Wishes Its Staff the Best in Launch of a New Publication
The following is a statement by Nicholas F. Benton, owner-editor of the Falls Church News-Press issued upon the news today of the sudden termination of publication of fellow Washington, D.C. Beltway weekly, the Washington Blade.
“I was shocked and saddened by the news today that over the weekend, a number of LGBT community-based publications owned by Window Media around the U.S. had been suddenly closed down over, including the nation’s oldest LGBT newspaper, the Washington Blade. My condolences to the employees of the Blade and to the community the Blade has served so well for so many years.
“At the same time, I am heartened by the reported resolve expressed by leading staff members of the former Washington Blade that they plan to regroup and launch a new publication, under a different name, to serve the area’s and the nation’s LGBT community. I wish them the very best in their efforts.
“As a lifelong newspaper person, it is for me always bad news to learn of the demise of a print newspaper, even in cases when, over the past 19 years of running the Falls Church News-Press, they have competed against me. But these are awful times for the industry, as is well known.
“The problems for print newspapers go beyond the bad economy and rise of the Internet. As investors turned to newspapers expecting unreasonably high rates of return, they undertook a pattern of extracting high profits by dumbing down the content of newspapers, downsizing newsrooms and rendering them irrelevant and unable to compete with other news outlets. This has been epidemic in proportion, and the Washington Blade is among the victims.
“Such a profit-driven investor group sought to buy my newspaper, which I founded and have operated myself, with assistance from a small but very talented and dedicated staff, a few years back. I declined the lucrative offer. The investor group did buy a number of other Northern Virginia community newspapers, but then left them in a position like the Blade’s when it, too, went bankrupt earlier this year. So I am keenly aware of this process.

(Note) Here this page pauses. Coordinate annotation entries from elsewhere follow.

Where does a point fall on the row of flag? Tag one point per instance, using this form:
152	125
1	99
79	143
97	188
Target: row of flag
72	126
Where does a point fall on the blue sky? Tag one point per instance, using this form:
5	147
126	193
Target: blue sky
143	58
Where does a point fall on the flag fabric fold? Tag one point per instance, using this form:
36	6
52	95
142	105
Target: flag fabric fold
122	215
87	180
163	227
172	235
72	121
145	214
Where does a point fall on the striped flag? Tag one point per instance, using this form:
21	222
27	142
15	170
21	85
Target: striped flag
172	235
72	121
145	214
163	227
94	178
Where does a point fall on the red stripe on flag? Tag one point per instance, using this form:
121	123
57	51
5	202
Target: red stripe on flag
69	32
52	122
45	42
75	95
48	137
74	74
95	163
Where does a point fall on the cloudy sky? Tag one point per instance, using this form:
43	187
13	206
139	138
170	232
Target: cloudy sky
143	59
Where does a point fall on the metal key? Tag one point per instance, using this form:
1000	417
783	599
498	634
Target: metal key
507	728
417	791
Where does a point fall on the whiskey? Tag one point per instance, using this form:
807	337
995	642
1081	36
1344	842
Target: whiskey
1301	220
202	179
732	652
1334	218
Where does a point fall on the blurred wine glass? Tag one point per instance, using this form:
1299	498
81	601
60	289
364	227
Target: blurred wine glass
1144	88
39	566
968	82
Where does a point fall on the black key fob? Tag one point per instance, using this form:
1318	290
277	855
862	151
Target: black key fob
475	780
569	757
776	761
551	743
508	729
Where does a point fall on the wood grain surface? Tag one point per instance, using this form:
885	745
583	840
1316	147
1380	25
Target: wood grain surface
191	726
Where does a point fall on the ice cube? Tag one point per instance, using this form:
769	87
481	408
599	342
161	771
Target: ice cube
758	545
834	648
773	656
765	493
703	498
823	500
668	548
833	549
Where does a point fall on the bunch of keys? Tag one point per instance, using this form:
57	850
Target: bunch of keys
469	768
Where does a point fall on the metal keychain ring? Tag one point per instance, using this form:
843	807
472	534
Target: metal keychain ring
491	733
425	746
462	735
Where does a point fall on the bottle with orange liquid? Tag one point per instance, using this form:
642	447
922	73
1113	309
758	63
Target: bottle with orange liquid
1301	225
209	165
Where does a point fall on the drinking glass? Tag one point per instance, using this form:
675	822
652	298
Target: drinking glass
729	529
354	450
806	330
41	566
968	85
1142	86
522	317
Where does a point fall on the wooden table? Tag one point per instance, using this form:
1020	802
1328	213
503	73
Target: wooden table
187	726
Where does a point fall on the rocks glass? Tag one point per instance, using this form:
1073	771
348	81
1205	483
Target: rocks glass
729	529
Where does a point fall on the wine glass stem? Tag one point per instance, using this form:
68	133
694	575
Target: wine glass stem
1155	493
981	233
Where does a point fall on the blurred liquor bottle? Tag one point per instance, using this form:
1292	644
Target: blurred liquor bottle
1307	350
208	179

“The Blade’s corporate owners also wound up in extreme arrears to their creditors, and were put into receivership to the Small Business Administration. I was invited to help salvage the Blade from a liquidation. To my knowledge, there were alternatives to what happened today, but do not yet know what precipitated the decision to suddenly terminate.
“As one whose newspaper is officially certified as a gay-owned ‘LGBT Business Enterprise’ by the National Gay and Lesbian Chamber of Commerce, I am saddened for the impact of this on the LGBT world, but hopeful for the new effort that will rise from its ashes.”